A door seemed suddenly to open down-stairs, and a great breath of icy air came rushing along the corridor. The candle, shaking in the silver sconce in Flora's hand, guttered and flared, then there came another icy breath, and the candle was extinguished altogether. A moment later and George felt Flora's fingers gripping his own.
"Let the candle go," she whispered; "we are far safer without a light. Will you trust me? Will you let me take your hand and guide you?"
"To the end of the world," George said passionately. "To the end of the world for your sweet sake! Lead on and I will follow. The touch of your fingers gives me—"
George paused, as the flare of the searchlight seemed to fill the house again. It rose and fell through the great window at the end of the corridor; the place was light as day.
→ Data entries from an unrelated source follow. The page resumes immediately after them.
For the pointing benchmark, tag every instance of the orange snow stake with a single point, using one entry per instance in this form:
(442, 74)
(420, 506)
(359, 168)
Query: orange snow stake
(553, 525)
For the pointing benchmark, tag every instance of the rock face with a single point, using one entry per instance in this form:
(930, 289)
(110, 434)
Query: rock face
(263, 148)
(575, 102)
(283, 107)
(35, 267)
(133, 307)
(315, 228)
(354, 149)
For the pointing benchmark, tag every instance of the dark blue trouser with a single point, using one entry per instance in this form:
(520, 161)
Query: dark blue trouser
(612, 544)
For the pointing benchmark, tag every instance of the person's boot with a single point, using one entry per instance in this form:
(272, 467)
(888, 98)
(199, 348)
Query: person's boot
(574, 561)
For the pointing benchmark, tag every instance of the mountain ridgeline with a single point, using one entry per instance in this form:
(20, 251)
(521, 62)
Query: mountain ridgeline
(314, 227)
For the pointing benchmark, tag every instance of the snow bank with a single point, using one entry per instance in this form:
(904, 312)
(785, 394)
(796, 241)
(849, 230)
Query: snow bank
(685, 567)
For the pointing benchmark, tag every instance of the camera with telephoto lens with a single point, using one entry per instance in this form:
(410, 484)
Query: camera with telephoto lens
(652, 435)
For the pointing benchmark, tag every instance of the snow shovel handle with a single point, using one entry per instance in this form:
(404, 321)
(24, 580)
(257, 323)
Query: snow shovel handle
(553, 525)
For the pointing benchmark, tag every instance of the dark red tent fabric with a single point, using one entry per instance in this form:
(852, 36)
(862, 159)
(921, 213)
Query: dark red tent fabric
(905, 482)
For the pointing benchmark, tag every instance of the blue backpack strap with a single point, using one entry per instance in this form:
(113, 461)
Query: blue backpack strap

Then the side sash of the parlour casement was lifted a little, and a white yet strong and sinewy hand appeared, grasping the edge of the frame.
"Look!" Flora whispered. "Look and tell me what you make of that!"
The white, hot flame seemed to beat fully upon the grasping hand. Then a steely wrist followed, and beyond the wrist the hideous yellow and the broad arrow of a convict's garb. And once more the two signal guns boomed out in quick succession.
"You are not afraid?" George asked.
"Afraid?" came the fiercely exultant reply. "Oh, no; I am glad, glad, glad!"